We are four stops into the cross-country Station to Station train trip. Things are finally starting to congeal. It usually takes a while for strangers to open up. Riding through America on a beautiful train filled with instruments and booze speeds up the process.

During the after party in Chicago, Randy Randall from No Age picked up the Levi’s® Soundcloud guitar and played an off-the-cuff rendition of “Somewhere Over the Rainbow” for the entire train car. The next day, as we hauled from Chicago to Minnesota, the band White Mystery spent a few hours playing around in the recording studio car. Pretty soon they were joined by Chris, the whip-cracker, on tambourine. A pink-haired European artist named Tobias commandeered a Moog synth and they all started to jam.

White Mystery opened the night at St. Paul Union Depot, followed by No Age and Eleanor Friedberger, from the Fiery Furnaces. No Age will be splitting off from the train after Minnesota and catching back up later, so this was their last performance for a while. The audience wandered through the yurts, watched bands, and got their photos taken for a portrait collection connected to Levi’s®. But when Patti Smith came onstage, everybody dropped what they were doing. The press photographers flooded into the open space designated for them between the front of the audience and the stage. I squeezed my way up there, too. Patti kicked us out after the first few songs.

“When a photographer pays $25 for a ticket, then they can stand at the front,” she said. Then the Station to Station family band joined her and they ran through the barely-practiced second half of her set.
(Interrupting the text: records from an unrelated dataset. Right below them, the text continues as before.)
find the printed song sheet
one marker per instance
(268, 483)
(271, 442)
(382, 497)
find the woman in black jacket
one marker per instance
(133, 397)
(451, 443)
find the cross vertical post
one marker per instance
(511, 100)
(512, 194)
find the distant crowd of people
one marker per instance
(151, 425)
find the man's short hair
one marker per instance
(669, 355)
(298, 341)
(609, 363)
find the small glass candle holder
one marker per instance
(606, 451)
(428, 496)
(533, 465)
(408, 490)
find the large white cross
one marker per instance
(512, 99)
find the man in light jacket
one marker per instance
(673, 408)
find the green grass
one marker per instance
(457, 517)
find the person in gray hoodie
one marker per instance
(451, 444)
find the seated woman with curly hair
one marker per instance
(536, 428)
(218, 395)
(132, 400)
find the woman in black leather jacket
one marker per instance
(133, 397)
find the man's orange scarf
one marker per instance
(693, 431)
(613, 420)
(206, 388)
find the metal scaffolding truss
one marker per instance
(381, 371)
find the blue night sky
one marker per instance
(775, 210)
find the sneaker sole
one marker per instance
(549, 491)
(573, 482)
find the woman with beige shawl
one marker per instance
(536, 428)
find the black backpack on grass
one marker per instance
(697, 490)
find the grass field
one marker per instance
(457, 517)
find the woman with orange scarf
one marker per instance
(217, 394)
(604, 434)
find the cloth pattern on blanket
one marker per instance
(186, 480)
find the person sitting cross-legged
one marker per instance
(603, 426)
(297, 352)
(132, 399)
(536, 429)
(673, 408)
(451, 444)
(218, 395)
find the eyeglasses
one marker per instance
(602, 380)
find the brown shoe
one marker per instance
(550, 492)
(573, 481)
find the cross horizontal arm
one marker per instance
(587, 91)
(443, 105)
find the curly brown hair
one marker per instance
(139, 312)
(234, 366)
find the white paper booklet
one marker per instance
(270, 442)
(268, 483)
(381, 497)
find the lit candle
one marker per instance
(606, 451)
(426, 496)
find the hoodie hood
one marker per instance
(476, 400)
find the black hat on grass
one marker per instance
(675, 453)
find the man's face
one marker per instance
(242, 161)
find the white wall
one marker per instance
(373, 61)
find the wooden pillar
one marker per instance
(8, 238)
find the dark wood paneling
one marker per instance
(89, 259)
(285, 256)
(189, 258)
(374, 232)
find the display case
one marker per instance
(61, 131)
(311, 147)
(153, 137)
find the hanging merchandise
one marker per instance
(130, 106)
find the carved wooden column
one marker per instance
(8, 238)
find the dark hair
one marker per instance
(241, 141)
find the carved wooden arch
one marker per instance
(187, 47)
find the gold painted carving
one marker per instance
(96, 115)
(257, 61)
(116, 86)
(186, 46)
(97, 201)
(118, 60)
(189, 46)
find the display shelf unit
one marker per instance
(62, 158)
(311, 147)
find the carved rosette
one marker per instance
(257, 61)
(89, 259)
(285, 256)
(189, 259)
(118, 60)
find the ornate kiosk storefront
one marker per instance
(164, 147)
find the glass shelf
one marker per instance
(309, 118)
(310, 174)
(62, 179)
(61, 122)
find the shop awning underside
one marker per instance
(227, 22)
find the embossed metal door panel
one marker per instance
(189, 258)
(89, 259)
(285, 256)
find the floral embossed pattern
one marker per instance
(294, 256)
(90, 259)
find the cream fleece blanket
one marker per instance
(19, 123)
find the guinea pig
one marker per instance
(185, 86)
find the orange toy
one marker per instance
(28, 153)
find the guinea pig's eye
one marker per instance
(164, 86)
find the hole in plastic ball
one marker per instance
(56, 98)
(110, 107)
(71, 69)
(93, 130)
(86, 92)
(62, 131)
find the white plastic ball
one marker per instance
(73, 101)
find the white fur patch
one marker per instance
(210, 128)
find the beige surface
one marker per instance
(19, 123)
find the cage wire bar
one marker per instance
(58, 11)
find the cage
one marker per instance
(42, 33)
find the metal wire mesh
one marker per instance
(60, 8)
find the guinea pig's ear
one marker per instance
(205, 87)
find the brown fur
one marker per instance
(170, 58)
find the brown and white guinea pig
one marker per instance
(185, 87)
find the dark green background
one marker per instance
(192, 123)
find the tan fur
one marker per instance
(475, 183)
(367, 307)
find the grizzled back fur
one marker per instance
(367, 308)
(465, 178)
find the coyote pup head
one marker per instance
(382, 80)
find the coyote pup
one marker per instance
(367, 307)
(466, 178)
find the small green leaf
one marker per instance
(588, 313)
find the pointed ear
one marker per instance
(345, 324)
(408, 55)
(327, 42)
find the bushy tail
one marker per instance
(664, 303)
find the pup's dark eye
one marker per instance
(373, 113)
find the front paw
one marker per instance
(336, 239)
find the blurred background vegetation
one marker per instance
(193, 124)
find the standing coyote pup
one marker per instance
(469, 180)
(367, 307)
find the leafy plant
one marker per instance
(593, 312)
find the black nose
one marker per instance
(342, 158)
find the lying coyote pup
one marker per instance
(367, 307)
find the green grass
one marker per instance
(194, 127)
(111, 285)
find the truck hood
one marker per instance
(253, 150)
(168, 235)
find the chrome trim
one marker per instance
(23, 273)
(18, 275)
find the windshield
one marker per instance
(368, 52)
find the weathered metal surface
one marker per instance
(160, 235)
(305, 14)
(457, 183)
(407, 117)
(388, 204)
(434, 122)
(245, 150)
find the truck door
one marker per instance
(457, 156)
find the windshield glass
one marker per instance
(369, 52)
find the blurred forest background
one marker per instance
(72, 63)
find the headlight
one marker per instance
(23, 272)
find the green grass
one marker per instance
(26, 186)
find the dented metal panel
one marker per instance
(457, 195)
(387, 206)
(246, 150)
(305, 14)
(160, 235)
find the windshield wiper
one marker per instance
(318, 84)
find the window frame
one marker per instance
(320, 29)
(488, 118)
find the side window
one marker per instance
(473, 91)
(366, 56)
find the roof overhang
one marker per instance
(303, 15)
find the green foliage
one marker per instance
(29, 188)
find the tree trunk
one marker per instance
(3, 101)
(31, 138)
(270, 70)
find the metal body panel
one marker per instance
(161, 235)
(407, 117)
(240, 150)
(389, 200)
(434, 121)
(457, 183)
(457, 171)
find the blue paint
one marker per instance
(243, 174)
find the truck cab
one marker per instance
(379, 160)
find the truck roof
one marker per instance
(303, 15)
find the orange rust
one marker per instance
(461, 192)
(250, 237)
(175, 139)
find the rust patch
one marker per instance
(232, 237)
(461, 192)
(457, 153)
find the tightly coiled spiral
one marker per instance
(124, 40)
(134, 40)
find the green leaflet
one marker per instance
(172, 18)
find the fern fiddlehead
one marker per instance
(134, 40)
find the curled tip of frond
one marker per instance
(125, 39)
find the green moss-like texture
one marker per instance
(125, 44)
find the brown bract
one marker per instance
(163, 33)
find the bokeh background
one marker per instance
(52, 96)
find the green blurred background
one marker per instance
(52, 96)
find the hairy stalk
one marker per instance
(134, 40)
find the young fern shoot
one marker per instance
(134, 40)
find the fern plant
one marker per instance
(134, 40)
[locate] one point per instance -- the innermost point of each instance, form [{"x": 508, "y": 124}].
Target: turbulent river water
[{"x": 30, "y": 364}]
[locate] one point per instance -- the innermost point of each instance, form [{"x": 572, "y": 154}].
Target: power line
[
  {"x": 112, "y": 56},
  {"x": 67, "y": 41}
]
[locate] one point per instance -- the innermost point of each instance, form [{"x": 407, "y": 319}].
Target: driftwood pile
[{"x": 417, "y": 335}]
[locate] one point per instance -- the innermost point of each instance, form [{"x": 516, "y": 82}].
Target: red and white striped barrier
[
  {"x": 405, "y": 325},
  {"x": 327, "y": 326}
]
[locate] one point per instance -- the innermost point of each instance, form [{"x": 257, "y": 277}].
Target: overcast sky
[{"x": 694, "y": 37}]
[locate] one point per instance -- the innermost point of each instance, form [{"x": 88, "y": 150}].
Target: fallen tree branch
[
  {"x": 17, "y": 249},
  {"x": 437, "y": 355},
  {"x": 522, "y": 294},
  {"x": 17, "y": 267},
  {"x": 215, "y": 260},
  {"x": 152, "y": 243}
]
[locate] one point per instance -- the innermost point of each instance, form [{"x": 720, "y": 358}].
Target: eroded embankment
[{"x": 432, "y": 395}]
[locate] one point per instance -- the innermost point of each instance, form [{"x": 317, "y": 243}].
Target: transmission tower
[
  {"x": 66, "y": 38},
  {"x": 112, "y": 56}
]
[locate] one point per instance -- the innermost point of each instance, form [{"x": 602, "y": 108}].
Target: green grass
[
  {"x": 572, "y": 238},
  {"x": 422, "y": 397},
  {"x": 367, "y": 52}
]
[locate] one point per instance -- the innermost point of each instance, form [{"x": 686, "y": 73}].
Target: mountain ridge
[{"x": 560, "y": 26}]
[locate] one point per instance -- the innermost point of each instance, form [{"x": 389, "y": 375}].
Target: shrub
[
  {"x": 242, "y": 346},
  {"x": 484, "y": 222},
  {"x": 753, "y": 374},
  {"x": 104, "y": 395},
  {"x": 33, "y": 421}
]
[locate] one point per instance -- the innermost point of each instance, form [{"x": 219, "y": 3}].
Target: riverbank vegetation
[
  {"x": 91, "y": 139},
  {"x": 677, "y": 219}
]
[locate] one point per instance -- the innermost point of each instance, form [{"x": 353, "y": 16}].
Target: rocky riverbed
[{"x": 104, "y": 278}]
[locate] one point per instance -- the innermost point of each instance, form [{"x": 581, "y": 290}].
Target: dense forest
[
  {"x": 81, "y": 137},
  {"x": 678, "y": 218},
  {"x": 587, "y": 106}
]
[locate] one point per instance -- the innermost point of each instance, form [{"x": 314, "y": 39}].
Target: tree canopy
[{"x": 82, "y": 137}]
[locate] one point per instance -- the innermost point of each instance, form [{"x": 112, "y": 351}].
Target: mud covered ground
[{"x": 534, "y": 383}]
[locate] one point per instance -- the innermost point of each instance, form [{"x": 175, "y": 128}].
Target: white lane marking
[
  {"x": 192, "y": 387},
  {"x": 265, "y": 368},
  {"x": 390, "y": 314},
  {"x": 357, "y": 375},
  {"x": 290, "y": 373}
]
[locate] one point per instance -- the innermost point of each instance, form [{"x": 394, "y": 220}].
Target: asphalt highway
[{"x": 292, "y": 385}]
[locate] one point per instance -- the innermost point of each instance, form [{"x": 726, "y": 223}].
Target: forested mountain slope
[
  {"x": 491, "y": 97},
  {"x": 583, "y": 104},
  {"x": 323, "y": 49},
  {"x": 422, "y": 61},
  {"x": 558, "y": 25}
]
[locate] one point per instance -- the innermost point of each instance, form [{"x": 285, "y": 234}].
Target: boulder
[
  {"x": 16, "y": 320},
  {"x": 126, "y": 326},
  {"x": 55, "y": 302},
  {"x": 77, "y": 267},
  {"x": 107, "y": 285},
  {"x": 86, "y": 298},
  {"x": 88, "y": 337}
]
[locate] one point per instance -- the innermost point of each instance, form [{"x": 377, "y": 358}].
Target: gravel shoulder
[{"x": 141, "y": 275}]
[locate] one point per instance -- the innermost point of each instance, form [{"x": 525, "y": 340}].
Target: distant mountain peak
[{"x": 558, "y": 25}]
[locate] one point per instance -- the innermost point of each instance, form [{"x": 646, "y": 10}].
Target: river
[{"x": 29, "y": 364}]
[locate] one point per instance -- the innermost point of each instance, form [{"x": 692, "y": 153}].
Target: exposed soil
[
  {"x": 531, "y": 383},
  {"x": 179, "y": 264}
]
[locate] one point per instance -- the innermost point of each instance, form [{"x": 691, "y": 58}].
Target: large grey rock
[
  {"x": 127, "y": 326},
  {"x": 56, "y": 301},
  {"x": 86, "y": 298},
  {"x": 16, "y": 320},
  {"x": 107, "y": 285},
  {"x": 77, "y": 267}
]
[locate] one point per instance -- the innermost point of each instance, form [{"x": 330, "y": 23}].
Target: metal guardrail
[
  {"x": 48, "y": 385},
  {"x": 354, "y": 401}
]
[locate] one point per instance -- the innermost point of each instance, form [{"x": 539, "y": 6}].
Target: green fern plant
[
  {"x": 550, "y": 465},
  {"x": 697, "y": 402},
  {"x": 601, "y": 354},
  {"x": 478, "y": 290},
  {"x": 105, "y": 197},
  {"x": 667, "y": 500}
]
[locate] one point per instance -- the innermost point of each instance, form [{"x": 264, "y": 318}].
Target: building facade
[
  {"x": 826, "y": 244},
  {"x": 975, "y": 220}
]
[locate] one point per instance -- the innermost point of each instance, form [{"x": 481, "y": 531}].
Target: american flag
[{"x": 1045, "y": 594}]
Somehow, they pull it off.

The last song ends and Patti waves and walks away. The applause isn’t dying down. The rumor going around backstage is that Patti has been on the road for the last three months and she’s exhausted. But the crowd won’t let her leave. She pulls her impromptu band into a huddle and convinces them to fake their way through a song none of them have ever played before.

“What’s the bass part?” Josh, the recording car engineer, asks.

“Just play D notes for a while,” Patti says. The lights dim again and the band follows her back on stage.